さて、基本的なリストストラップとしての機能の他に、カフならではのギミックがある訳ですが、これがどれもこれも旧型を愛用していた私にとっては不満でしかないポイントばかり。少々愚痴めいた内容になりそうですので、製品紹介とは項目を分けることにします。

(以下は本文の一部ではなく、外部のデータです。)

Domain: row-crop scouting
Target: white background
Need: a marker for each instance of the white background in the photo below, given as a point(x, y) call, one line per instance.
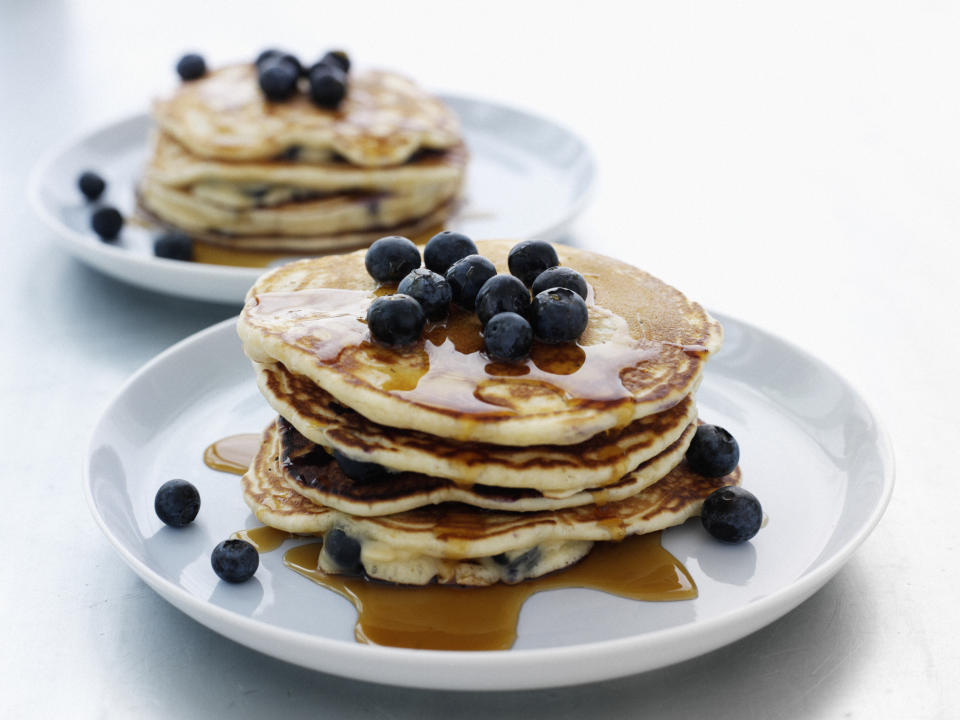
point(796, 165)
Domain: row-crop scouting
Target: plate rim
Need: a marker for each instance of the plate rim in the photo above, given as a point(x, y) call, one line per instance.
point(79, 245)
point(497, 669)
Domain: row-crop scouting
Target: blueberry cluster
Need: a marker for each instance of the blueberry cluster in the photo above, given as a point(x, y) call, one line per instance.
point(455, 272)
point(730, 514)
point(107, 222)
point(279, 73)
point(177, 503)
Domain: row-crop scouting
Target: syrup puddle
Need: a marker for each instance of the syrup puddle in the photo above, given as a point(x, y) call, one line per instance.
point(441, 617)
point(232, 454)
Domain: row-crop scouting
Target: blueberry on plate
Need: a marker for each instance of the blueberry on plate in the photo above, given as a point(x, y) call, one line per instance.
point(732, 514)
point(357, 469)
point(529, 258)
point(235, 560)
point(560, 277)
point(328, 85)
point(174, 246)
point(395, 319)
point(466, 276)
point(713, 452)
point(507, 337)
point(390, 258)
point(91, 185)
point(177, 503)
point(558, 315)
point(278, 79)
point(432, 291)
point(191, 66)
point(502, 293)
point(338, 58)
point(107, 222)
point(343, 551)
point(444, 249)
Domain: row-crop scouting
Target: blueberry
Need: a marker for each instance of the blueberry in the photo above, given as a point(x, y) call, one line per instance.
point(174, 245)
point(91, 185)
point(177, 503)
point(713, 452)
point(560, 277)
point(235, 560)
point(732, 514)
point(107, 222)
point(502, 293)
point(559, 315)
point(191, 67)
point(507, 337)
point(343, 551)
point(338, 58)
point(357, 469)
point(445, 248)
point(432, 291)
point(389, 259)
point(278, 79)
point(396, 319)
point(328, 85)
point(529, 258)
point(466, 276)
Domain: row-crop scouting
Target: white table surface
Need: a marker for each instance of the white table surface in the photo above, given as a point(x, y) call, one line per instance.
point(795, 165)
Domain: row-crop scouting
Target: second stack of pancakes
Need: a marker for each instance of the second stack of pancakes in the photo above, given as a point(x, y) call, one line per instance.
point(231, 168)
point(432, 463)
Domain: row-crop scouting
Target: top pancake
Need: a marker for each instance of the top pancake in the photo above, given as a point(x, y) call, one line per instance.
point(644, 350)
point(383, 120)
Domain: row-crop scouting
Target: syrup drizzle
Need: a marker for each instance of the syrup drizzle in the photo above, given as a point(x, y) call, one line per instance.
point(447, 369)
point(439, 617)
point(264, 538)
point(232, 454)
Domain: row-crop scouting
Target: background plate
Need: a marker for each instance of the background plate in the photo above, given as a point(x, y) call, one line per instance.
point(527, 178)
point(811, 450)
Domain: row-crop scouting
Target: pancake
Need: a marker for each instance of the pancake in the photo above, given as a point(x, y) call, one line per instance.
point(455, 543)
point(643, 351)
point(310, 470)
point(327, 215)
point(383, 120)
point(555, 471)
point(313, 243)
point(171, 164)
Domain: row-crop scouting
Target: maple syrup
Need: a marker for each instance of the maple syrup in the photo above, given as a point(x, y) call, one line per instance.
point(446, 368)
point(441, 617)
point(232, 454)
point(263, 538)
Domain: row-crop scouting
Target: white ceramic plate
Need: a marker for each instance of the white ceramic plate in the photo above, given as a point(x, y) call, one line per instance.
point(811, 450)
point(527, 178)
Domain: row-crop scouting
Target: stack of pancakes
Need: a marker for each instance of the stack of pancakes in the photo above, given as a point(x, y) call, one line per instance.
point(231, 168)
point(492, 472)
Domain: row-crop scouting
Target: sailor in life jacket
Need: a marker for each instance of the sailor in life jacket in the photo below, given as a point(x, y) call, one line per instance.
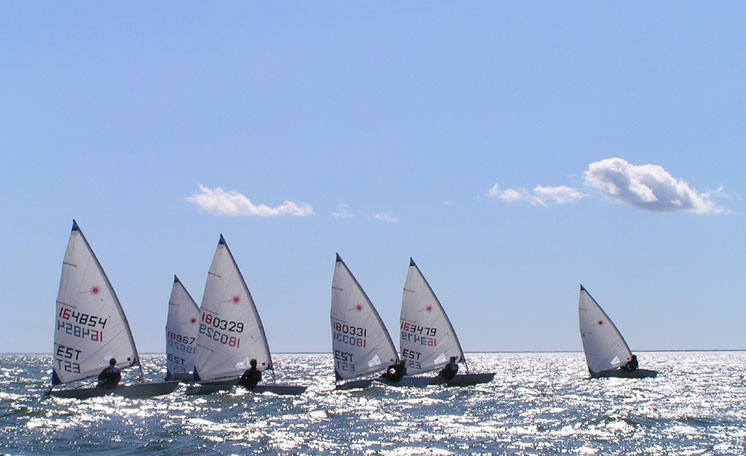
point(110, 376)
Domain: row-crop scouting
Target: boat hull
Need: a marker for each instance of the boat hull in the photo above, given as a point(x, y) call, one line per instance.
point(622, 373)
point(275, 388)
point(181, 377)
point(134, 391)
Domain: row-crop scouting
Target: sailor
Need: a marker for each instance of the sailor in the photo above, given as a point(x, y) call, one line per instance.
point(396, 371)
point(251, 376)
point(450, 369)
point(110, 376)
point(631, 364)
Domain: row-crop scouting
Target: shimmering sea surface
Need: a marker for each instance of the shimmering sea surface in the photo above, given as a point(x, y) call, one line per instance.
point(538, 404)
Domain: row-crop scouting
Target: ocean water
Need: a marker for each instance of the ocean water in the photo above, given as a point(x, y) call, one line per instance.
point(538, 404)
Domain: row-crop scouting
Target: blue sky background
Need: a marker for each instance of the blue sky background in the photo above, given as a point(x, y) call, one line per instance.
point(476, 138)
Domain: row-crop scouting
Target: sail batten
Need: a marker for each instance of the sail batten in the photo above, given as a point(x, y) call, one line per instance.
point(360, 342)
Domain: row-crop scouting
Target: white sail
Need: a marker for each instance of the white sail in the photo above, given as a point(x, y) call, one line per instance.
point(90, 325)
point(604, 346)
point(427, 338)
point(230, 330)
point(360, 342)
point(181, 331)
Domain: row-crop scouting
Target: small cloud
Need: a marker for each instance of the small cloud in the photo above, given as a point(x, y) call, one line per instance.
point(233, 204)
point(343, 212)
point(539, 196)
point(649, 187)
point(384, 217)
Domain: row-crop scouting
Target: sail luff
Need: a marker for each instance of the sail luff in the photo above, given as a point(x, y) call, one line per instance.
point(136, 361)
point(230, 330)
point(181, 331)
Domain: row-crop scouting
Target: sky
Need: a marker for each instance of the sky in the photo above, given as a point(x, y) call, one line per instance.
point(513, 149)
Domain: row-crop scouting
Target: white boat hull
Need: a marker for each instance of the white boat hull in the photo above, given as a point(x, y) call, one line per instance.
point(133, 391)
point(623, 373)
point(464, 379)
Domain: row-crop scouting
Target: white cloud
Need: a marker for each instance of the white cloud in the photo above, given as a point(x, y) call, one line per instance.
point(343, 211)
point(539, 196)
point(649, 187)
point(384, 217)
point(219, 202)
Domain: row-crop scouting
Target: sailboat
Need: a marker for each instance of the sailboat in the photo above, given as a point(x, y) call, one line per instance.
point(360, 342)
point(91, 329)
point(427, 338)
point(181, 333)
point(606, 351)
point(230, 332)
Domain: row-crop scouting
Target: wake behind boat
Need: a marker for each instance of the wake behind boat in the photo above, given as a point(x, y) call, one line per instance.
point(91, 329)
point(427, 340)
point(230, 334)
point(606, 351)
point(361, 344)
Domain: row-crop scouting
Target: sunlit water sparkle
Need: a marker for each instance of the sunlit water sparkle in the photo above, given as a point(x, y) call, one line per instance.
point(538, 403)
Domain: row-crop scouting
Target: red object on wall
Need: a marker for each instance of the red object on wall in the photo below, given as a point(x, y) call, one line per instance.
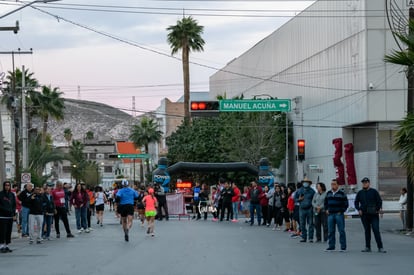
point(350, 164)
point(340, 170)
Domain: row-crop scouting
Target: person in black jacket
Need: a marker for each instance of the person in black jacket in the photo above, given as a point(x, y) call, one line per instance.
point(49, 212)
point(335, 204)
point(227, 193)
point(7, 214)
point(37, 209)
point(369, 205)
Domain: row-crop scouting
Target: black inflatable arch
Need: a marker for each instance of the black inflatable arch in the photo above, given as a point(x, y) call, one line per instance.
point(213, 167)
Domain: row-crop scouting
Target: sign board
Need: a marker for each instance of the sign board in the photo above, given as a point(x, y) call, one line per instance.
point(26, 177)
point(133, 156)
point(249, 105)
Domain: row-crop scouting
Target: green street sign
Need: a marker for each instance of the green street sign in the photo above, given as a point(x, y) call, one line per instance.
point(248, 105)
point(133, 156)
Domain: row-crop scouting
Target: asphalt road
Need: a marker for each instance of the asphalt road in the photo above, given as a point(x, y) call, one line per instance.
point(204, 247)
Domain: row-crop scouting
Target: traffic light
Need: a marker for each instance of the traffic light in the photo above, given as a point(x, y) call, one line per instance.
point(204, 108)
point(113, 156)
point(301, 149)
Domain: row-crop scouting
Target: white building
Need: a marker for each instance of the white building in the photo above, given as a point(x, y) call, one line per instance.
point(330, 57)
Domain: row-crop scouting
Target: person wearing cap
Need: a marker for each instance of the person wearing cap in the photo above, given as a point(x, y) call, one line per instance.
point(126, 197)
point(151, 204)
point(368, 202)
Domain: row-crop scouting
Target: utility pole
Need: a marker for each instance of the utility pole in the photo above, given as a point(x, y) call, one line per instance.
point(410, 109)
point(16, 113)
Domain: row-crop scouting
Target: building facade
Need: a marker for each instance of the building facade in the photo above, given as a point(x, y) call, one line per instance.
point(329, 61)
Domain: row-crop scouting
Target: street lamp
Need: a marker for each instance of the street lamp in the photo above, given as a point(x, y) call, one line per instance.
point(27, 5)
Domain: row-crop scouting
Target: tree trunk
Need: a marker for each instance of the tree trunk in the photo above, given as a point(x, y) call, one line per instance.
point(186, 76)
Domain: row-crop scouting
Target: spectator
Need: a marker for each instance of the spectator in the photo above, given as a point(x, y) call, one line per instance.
point(235, 201)
point(335, 204)
point(403, 207)
point(79, 199)
point(254, 195)
point(24, 197)
point(7, 214)
point(226, 194)
point(369, 205)
point(49, 212)
point(61, 213)
point(37, 210)
point(305, 196)
point(321, 219)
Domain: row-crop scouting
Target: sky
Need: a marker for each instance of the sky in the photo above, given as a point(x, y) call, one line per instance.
point(110, 51)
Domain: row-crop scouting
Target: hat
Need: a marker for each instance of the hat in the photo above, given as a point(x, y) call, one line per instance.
point(365, 179)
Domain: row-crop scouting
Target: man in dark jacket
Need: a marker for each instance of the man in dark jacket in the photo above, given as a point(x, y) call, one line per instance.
point(305, 196)
point(336, 203)
point(7, 214)
point(369, 205)
point(25, 199)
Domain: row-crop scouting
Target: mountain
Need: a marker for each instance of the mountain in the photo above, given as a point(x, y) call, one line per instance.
point(81, 116)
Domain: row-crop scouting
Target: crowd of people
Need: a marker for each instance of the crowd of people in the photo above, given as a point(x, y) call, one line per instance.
point(311, 213)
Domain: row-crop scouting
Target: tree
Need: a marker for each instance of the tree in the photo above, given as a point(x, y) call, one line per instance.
point(186, 36)
point(143, 134)
point(48, 103)
point(406, 58)
point(67, 134)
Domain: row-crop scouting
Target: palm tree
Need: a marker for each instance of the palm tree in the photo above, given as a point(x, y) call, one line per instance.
point(12, 96)
point(186, 36)
point(49, 103)
point(404, 138)
point(67, 134)
point(143, 134)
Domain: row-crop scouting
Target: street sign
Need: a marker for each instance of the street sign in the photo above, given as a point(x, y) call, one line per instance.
point(26, 177)
point(133, 156)
point(249, 105)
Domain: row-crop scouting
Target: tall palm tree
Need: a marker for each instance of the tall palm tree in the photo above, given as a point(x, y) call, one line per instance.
point(49, 103)
point(404, 138)
point(12, 96)
point(67, 134)
point(144, 133)
point(186, 36)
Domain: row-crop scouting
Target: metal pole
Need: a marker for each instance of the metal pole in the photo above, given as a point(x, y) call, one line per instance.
point(287, 151)
point(24, 121)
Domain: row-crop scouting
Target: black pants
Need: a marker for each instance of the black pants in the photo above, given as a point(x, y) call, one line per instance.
point(162, 205)
point(229, 207)
point(321, 224)
point(6, 226)
point(63, 215)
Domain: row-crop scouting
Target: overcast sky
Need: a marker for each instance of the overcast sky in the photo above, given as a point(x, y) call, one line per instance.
point(111, 50)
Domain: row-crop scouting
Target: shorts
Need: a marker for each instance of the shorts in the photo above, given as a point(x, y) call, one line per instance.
point(151, 213)
point(126, 210)
point(100, 207)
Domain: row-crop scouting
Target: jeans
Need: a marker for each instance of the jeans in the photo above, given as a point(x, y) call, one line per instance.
point(306, 218)
point(25, 220)
point(47, 221)
point(258, 208)
point(235, 209)
point(371, 221)
point(80, 214)
point(337, 219)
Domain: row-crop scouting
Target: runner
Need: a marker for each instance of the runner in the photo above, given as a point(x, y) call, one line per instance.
point(125, 198)
point(150, 202)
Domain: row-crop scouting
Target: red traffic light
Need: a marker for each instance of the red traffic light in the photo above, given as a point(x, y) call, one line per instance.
point(301, 149)
point(204, 108)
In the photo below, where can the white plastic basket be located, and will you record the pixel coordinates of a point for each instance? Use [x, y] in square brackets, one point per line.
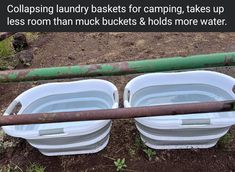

ポジティブな文脈で紹介する記事は、各所に溢れていますし(基本的にはどこで見ても絶賛されているアイテムです)私ぐらい少しひねくれた紹介をしてもいいでしょう。いえ、旧型を愛用していた私にとって本当に使いにくいので……。以後、良いことは書いてないので、現行カフ愛用者や熱心なPDファンの方は読まない方がいいかも)

旧型カフ(CF-2)からの改悪ポイント

ということで、現行カフの製品の特徴は、ことごとく私にとって残念な仕様になるので、製品紹介パートと分けて改悪点として紹介します。あくまで私の使い方における視点になるので、人によっては「それが良いのに……」と感じることは当然あるでしょう。

緩くて固定されないベルトの長さ調整機構

まず最初に驚いたのがハンドストラップのループ幅を調整する金属パーツ。旧型カフでは一般的な樹脂のベルトパーツで、長さ調整をしたらしっかり摩擦が効いて、簡単に長さが変わることはありません。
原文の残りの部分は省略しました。